Search code examples
windowsbatch-filewindows-7cmdfindstr

error of finding the total line number of a large text file using the Windows command prompt


I would like to find the total line number of a text file ( > 60 GB) using the Windows command prompt.

I used:

 findstr /R /N "^" file.txt | find /C ":"

But, the returned result is a negative number. Is it overflow? The file have not more than 5 billion lines. For an integer (4 Bytes), its max range is From −2,147,483,648 to 2,147,483,647. So, I need to design a script to count the number by dividing the result with 1000 ?

If yes, please help me with how to design the Windows batch file.


Solution

  • You could try a JScript solution. JavaScript numbers are always a 64-bit float data type, accurate up to 15 digits as integers. It'll take a while though. It takes me about 15 seconds to count the lines in a 100 meg XML file with this script.
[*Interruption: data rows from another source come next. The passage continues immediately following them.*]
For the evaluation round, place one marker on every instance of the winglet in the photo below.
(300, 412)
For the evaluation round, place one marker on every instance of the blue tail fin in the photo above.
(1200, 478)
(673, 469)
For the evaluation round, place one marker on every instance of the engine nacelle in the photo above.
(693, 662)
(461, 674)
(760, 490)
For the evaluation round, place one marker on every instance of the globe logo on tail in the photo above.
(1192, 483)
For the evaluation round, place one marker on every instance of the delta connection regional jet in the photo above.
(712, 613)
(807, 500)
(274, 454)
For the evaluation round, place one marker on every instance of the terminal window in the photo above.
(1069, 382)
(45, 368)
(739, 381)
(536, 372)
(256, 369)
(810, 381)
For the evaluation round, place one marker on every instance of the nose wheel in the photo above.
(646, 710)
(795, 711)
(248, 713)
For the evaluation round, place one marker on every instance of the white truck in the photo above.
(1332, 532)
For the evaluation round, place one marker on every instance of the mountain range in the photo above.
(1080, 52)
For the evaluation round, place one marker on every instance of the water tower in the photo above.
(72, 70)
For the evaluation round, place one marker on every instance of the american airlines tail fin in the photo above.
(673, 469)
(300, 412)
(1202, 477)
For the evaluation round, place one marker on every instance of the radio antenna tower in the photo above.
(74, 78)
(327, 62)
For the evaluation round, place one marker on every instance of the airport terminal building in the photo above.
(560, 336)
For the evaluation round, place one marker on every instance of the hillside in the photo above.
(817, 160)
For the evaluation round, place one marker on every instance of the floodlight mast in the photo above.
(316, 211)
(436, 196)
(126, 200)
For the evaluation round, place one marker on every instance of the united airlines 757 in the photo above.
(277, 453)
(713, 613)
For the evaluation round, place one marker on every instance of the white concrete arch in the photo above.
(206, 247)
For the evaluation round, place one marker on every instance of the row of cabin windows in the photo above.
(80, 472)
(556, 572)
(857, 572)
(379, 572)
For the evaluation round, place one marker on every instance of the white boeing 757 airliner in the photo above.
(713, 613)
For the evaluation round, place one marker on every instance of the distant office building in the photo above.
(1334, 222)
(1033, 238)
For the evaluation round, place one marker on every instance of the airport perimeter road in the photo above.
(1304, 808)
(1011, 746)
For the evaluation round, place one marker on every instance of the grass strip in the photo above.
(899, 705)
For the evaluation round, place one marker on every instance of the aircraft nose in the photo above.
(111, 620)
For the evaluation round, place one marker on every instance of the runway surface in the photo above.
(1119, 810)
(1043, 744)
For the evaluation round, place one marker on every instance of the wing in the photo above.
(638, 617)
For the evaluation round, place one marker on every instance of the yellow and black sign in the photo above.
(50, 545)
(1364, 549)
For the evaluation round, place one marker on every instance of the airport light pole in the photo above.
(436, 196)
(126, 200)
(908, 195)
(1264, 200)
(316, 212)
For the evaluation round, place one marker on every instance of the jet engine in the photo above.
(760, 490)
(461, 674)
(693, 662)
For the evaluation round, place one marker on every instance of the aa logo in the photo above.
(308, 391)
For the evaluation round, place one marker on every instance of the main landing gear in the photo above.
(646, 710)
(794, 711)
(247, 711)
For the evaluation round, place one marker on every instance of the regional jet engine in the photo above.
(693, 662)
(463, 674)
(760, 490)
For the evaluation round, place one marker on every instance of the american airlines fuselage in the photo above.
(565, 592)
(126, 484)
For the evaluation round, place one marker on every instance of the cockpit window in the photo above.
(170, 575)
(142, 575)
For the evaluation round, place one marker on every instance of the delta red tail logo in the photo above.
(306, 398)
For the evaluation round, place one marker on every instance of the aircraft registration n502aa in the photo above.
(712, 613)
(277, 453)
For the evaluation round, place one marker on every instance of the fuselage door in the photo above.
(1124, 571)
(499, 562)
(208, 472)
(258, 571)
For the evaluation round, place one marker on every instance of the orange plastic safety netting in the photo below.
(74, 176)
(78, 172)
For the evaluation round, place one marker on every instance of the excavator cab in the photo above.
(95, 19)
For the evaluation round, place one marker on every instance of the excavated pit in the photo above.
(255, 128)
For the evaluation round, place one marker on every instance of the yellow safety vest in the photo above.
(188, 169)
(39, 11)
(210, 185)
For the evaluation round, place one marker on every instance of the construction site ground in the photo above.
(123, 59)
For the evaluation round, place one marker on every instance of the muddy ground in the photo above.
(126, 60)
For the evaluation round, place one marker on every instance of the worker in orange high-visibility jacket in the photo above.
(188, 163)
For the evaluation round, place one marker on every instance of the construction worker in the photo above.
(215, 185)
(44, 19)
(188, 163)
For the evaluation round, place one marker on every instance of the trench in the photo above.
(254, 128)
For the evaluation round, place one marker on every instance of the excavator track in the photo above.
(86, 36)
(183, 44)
    Edit: Since the float datatype wasn't large enough, I modified the script to use an array as a counter, then output the result as a joined string. As long as fso.OpenTextFile().SkipLine() doesn't choke (for which there is no solution but to try a different language, maybe Python or Perl?), this should work, and hopefully it won't be too expensive a hit on performance. I tested it on a 4.3 gig ISO file and it took about 8 minutes.

    @if (@a==@b) @end /*
    
    :: countlines.bat
    :: usage: countlines.bat filetocount.log
    
    :: batch portion does nothing remarkable
    :: but relaunches itself with jscript interpreter
    @echo off
    
    cscript /nologo /e:jscript "%~f0" "%~f1"
    
    goto :EOF
    
    :: end of batch / begin JScript */
    
    var fso, f, file = WSH.Arguments(0), longVal = [0],
    ForReading = 1, ForWriting = 2, b4 = new Date();
    
    // inherits global array longVal[]
    // increments each element from right to left
    function inc() {
        for (var i=longVal.length - 1; i>=0; i--) {
            if (++longVal[i] == 10) {
                longVal[i] = 0;
                if (!i) {
                    longVal.splice(0, 0, 0);
                    i++;
                }
                continue;
            }
            else break;
        }
    }
    
    fso = new ActiveXObject("Scripting.FileSystemObject");
    f = fso.OpenTextFile(file, ForReading);
    while (!f.AtEndOfStream) {
        f.SkipLine();
        inc();
    }
    WSH.Echo(longVal.join(''));
    f.Close();
    
    var stopwatch = 'Line count completed in ' + ((new Date() - b4) / 1000.0) + 's';
    WSH.StdErr.WriteLine(stopwatch);